The problem
Warranty and damage claims are where good stores lose hours and goodwill. Most merchants run them out of a shared inbox: a customer emails a blurry photo, support digs through orders to confirm the purchase, threads sprawl, and nobody can say what state a claim is in. It doesn’t scale, and it’s invisible to the rest of the team.
Claimify replaces that inbox with a real pipeline — embedded right inside Shopify Admin so merchants never leave the tool they already live in.
What I built
- A storefront claim form customers reach from their order or a help page. They pick the item, the claim type (warranty / damage / return), describe the issue, and attach photos.
- An embedded admin queue built with App Bridge + Polaris, so it looks and behaves like native Shopify. Every claim has a status, an owner, and a full history.
- One-click resolution — approve and trigger a refund or a reship without copy-pasting order data between tabs.
- Status webhooks so the merchant’s other systems (helpdesk, analytics) stay in sync as a claim moves through the pipeline.
How it works
The app is a Laravel backend with a Remix embedded frontend. Customer-uploaded evidence goes straight to object storage (S3 / R2) with signed URLs, keeping large image payloads off the app servers. Order and product context is pulled live from the Shopify GraphQL Admin API, so a claim always reflects the real order rather than a stale copy.

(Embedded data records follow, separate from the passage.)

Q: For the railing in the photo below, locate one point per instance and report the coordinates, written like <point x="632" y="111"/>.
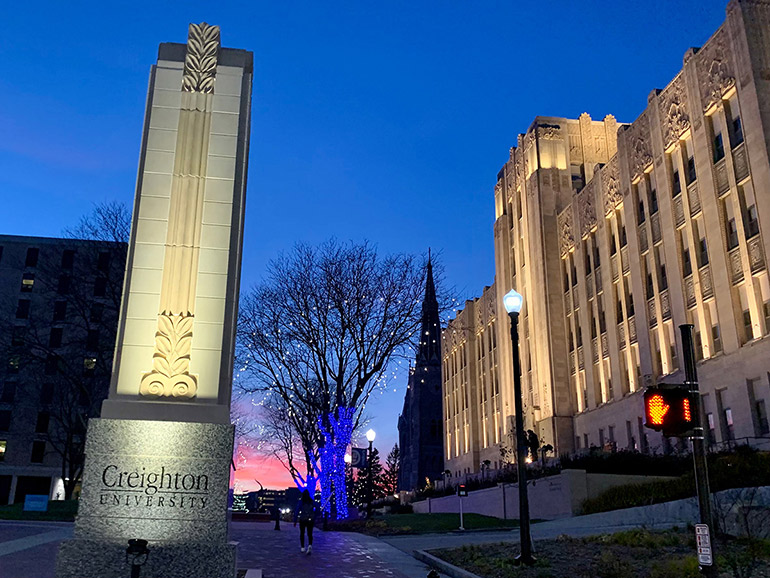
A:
<point x="741" y="162"/>
<point x="651" y="312"/>
<point x="756" y="255"/>
<point x="736" y="267"/>
<point x="723" y="183"/>
<point x="693" y="198"/>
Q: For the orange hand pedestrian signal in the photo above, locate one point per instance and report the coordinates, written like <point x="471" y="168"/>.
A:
<point x="657" y="409"/>
<point x="669" y="409"/>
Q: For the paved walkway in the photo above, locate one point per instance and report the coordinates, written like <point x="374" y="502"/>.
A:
<point x="28" y="550"/>
<point x="335" y="554"/>
<point x="576" y="527"/>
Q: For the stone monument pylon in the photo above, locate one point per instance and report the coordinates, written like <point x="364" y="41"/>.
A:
<point x="158" y="460"/>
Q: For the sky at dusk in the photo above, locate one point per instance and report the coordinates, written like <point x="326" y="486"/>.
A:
<point x="384" y="121"/>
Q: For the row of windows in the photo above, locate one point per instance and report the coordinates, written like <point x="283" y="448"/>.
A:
<point x="53" y="365"/>
<point x="8" y="394"/>
<point x="64" y="284"/>
<point x="23" y="308"/>
<point x="32" y="259"/>
<point x="55" y="338"/>
<point x="36" y="456"/>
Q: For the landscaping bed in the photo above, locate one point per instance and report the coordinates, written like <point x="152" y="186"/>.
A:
<point x="58" y="511"/>
<point x="636" y="553"/>
<point x="395" y="524"/>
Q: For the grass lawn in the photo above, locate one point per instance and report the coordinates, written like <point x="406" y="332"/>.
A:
<point x="421" y="524"/>
<point x="635" y="553"/>
<point x="58" y="511"/>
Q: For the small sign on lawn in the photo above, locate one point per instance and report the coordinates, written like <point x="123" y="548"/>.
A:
<point x="36" y="503"/>
<point x="703" y="543"/>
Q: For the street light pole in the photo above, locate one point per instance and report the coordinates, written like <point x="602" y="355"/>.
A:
<point x="698" y="443"/>
<point x="370" y="435"/>
<point x="513" y="302"/>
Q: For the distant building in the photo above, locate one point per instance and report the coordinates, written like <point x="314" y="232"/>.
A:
<point x="616" y="235"/>
<point x="58" y="317"/>
<point x="419" y="425"/>
<point x="265" y="500"/>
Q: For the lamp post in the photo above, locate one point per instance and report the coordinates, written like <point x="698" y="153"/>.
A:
<point x="513" y="302"/>
<point x="370" y="435"/>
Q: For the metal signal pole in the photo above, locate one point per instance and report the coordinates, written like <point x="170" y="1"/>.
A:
<point x="698" y="445"/>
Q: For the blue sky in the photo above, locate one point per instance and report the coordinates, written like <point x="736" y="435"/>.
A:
<point x="385" y="121"/>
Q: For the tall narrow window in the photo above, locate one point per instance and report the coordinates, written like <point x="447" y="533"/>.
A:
<point x="22" y="309"/>
<point x="67" y="259"/>
<point x="27" y="282"/>
<point x="752" y="221"/>
<point x="719" y="148"/>
<point x="32" y="256"/>
<point x="734" y="121"/>
<point x="676" y="185"/>
<point x="59" y="310"/>
<point x="732" y="234"/>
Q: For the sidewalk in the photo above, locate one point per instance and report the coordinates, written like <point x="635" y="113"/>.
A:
<point x="576" y="527"/>
<point x="28" y="550"/>
<point x="335" y="554"/>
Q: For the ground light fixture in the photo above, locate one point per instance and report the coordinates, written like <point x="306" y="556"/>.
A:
<point x="370" y="435"/>
<point x="513" y="302"/>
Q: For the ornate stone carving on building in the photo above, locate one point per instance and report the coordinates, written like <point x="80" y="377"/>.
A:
<point x="715" y="69"/>
<point x="674" y="110"/>
<point x="575" y="145"/>
<point x="200" y="64"/>
<point x="586" y="210"/>
<point x="170" y="375"/>
<point x="611" y="186"/>
<point x="638" y="137"/>
<point x="549" y="132"/>
<point x="566" y="234"/>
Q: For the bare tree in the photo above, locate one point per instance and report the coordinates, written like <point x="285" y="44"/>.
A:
<point x="320" y="332"/>
<point x="66" y="359"/>
<point x="390" y="476"/>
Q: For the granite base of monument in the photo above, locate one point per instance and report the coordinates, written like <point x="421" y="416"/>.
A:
<point x="164" y="482"/>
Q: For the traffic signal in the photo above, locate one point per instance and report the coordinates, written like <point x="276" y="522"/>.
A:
<point x="670" y="409"/>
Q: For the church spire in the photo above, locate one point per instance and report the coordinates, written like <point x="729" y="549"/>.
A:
<point x="430" y="330"/>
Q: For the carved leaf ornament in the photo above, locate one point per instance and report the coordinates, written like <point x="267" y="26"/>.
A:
<point x="200" y="64"/>
<point x="171" y="360"/>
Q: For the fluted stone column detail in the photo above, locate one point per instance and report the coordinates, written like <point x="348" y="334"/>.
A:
<point x="169" y="376"/>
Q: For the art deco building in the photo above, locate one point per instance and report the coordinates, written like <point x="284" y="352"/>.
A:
<point x="419" y="425"/>
<point x="617" y="234"/>
<point x="58" y="317"/>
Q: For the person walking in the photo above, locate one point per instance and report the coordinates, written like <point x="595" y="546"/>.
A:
<point x="305" y="513"/>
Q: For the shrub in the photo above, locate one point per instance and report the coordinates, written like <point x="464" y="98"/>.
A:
<point x="743" y="468"/>
<point x="629" y="463"/>
<point x="686" y="567"/>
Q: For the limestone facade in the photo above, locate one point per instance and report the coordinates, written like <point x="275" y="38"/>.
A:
<point x="617" y="234"/>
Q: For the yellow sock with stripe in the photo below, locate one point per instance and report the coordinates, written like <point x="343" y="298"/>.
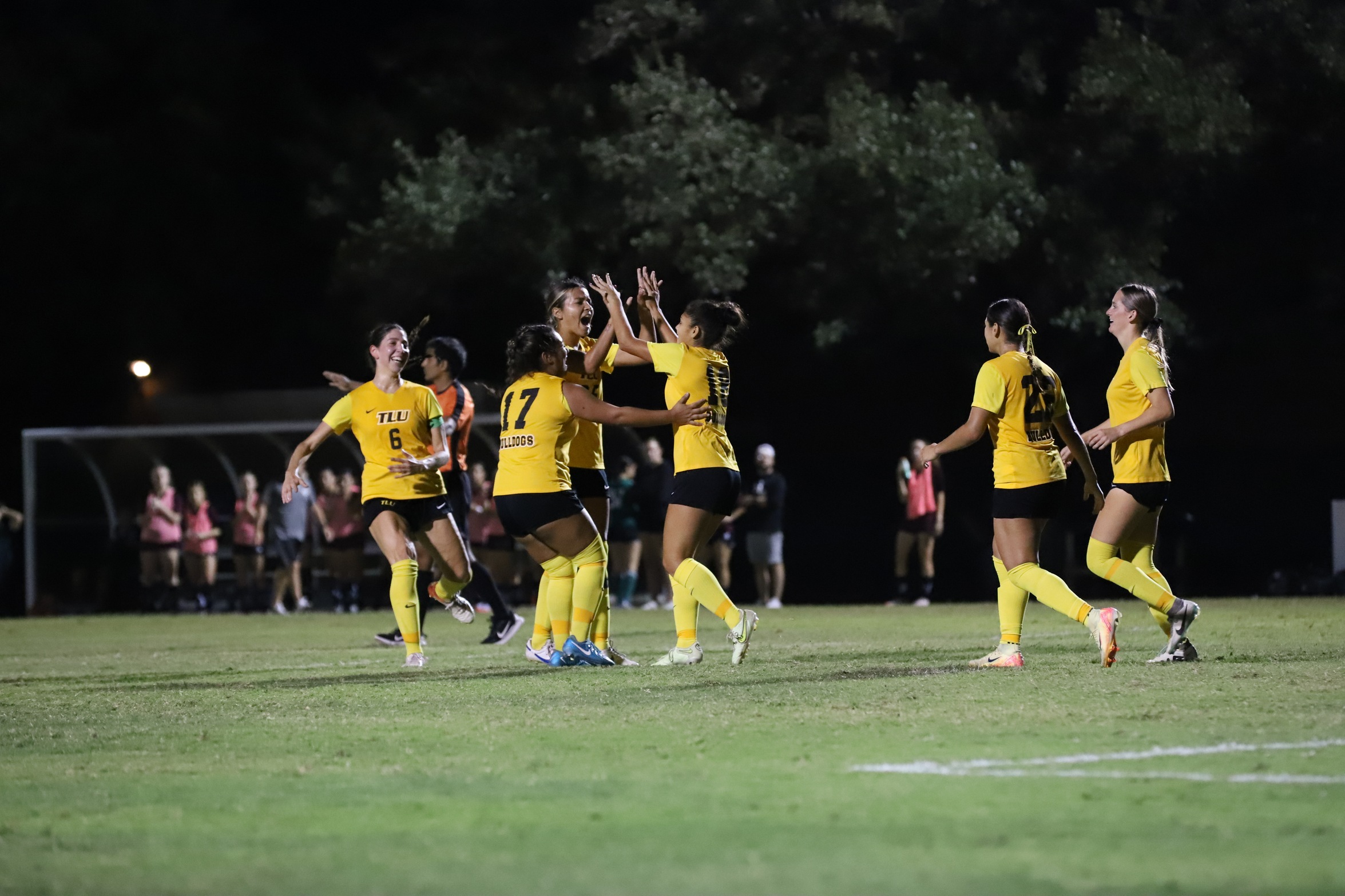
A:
<point x="405" y="604"/>
<point x="603" y="616"/>
<point x="685" y="612"/>
<point x="542" y="616"/>
<point x="589" y="571"/>
<point x="701" y="585"/>
<point x="1013" y="604"/>
<point x="1049" y="589"/>
<point x="1105" y="560"/>
<point x="560" y="595"/>
<point x="1142" y="555"/>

Claim state is modeled explicitly — every transition (submitted → under review → approved / declined → resolved) is an event, which makes the history auditable and the webhooks trivial to emit. Protected customer data is handled per Shopify’s requirements.
The result
Claims stopped living in an inbox and started living in a queue with owners, states, and an audit trail. Merchants triage and resolve from a single screen, and time-per-claim dropped materially because the order context and the resolution actions are in the same place.